26 Temmuz 2013 Cuma


Sinema ve Toplum İlişkisi

‘’Film yapmak uzaya astronot göndermek gibidir (Samuels, 1992: arka kapak)’’. der Fellini. Bir sanat olan sinema, zor olan birçok şeyi başaran bir yapıya da sahip olmuştur. Fellini yaptığı benzetme ile aslında bunu yinelemiştir. Toplumsal koşulların değişmesi, bizzat sinemayı da etkilemiştir. Griffith’in 1914 yılında yaptığı ‘Bir Ulus’un Doğuşu’ aslında sinemanın toplumu nasıl biçimlendirdiğini kanıtlayan ilk örneklerdendir. Amerikalılara ulus olma  bilincinin aşılanması amacıyla çekilen bir filmdir. Yine aynı döneme paralel olarak açılan ‘Nickeledeonlar’ın açılması da bunu destekler niteliktedir. Geniş yığınları ‘ulus’ olarak dizayn etme Holywood’un sürekli kullandığı bir yöntemdir. Devletin var olan yapısına uygun olarak yapılan ve ‘öteki’yi düşman olarak gösteren filmler ‘Bir Ulusun Doğuşu’ filminden beri devam etmektedir. Öteki tanımı ya da daha doğrusu ‘düşman’ tanımı değişse bile Hollywood sürekli bu argümanı kullanmaktadır. Filmlerde sürekli bir düşman karşımıza çıkmaktadır. Westernlerdeki kızılderelilere yapılan öteki bakışı daha sonra ise yer yer canavarlara, uzaylılara ya da bir dönem yoğun olarak kullanıldığı gibi siyahilere yönelik olarak yapılmaktadır.


Zararsız görünen pek çok Hollywood ‘hikayesinde’ kılık değiştirmiş toplumsal arzular, sıradanlıkları metaforik yüceltmeyle örtbas edilmiş korku ve kaygılar boy gösteriyor. Muhafazakar Hollywood sinemasında bolca rağbet edilen metaforik anlamlandırma biçimi, psikososyal gerilimleri yatıştırmaya yönelik bir boşalım mekanizması oluşturuyor.
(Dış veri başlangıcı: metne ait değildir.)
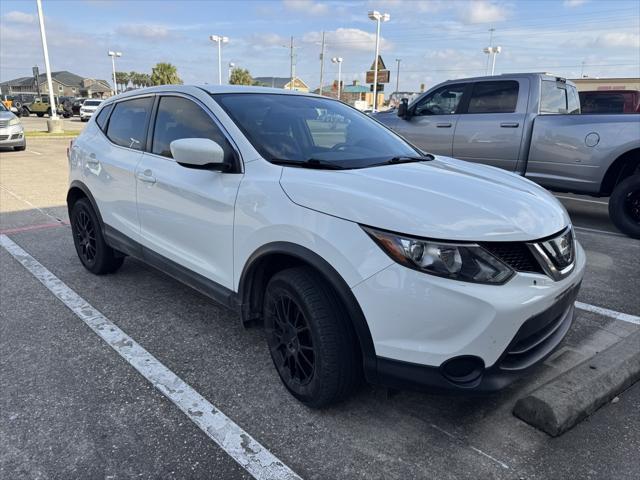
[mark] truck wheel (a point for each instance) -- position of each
(624, 206)
(311, 344)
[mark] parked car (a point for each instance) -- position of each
(358, 255)
(528, 124)
(11, 131)
(88, 108)
(610, 101)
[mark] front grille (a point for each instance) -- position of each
(515, 254)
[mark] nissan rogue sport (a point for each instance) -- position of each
(362, 256)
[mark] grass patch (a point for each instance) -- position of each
(42, 134)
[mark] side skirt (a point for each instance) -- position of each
(211, 289)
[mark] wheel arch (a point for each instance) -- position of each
(622, 167)
(277, 256)
(78, 190)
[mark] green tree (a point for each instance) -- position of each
(122, 78)
(165, 74)
(240, 76)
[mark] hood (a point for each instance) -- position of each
(442, 199)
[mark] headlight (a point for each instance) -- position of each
(467, 262)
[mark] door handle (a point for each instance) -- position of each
(146, 176)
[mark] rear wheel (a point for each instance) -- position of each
(624, 206)
(93, 251)
(311, 344)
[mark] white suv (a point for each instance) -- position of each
(361, 255)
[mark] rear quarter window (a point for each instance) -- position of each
(127, 125)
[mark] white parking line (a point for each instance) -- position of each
(582, 200)
(243, 448)
(625, 317)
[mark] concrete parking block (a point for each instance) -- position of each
(563, 402)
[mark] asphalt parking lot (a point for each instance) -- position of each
(71, 407)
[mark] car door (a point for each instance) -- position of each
(432, 120)
(111, 161)
(186, 214)
(491, 123)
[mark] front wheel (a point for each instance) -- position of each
(93, 251)
(624, 206)
(310, 340)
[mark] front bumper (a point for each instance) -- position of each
(422, 325)
(12, 136)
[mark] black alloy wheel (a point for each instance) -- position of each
(290, 340)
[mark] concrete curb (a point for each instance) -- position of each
(572, 396)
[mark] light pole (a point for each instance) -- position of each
(338, 60)
(493, 51)
(113, 56)
(45, 50)
(231, 67)
(219, 39)
(378, 18)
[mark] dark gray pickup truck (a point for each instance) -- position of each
(530, 124)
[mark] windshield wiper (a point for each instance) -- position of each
(407, 159)
(308, 163)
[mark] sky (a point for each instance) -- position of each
(435, 40)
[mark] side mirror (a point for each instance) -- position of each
(403, 108)
(198, 153)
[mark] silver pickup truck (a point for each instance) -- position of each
(530, 123)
Öyle olunca örneğin Baba’nın erkeklerini bu kadar erkek yapanın ne olduğu, Şeytan’daki masum kız çocuğunun neden şeytanlaştığı, Jaws’daki köpekbalığının aslında kime ve neden dehşet saçtığı, Havaalanı ve Yangın Kulesi gibi felaket filmlerindeki felaketle birlikte nelerin savuşturulduğu, Kıyamet’te Vietnam’la nasıl hesaplaşıldığı, Rambo’nun neden şiddete doyamadığı üzerinde yeniden düşünmek gerekiyor (Ryan ve Kellner, 2010: arka kapak).


Hollywood filmlerinde karşımıza çıkan ‘canavarlar’ aslında ötekinin bir alegorisidir. Sinema ideoloji toplum ekseninde düşünecek olursak Holywood’da bunun birçok örneğini görmek mümkün olacaktır.

Toplumun yaşamının yansıtıldığı bir ayna görevi gören sinema, insanın kendini ve dünyayı anlamlandırma çabasını, arasındaki ilişkileri, varolan ekonomik ve sosyal düzeni resmetmektedir. Örneğin; 3. Dünya Sineması olarak tanımlanan sinema, dünya üzerindeki yoksul halk kesimlerinin söz söyleme alanı haline gelmiştir. Ülkemizde belgesel sinema alanında etkilerini görebileceğimiz bu durum toplumsal ilişkilerin şekillenmesine de bir katkıda bulunmaktadır. ‘Anadolu’nun Kayıp Şarkıları’ adlı belgeselde bunu görmek mümkündür. Sinema halkların arasına koyulmaya çalışılan çeperleri kaldırıp onları birbirine yakınlaştırmak görevi de görmektedir. Bu anlamda önemli bir toplumsal işlevi yerine getirmektedir.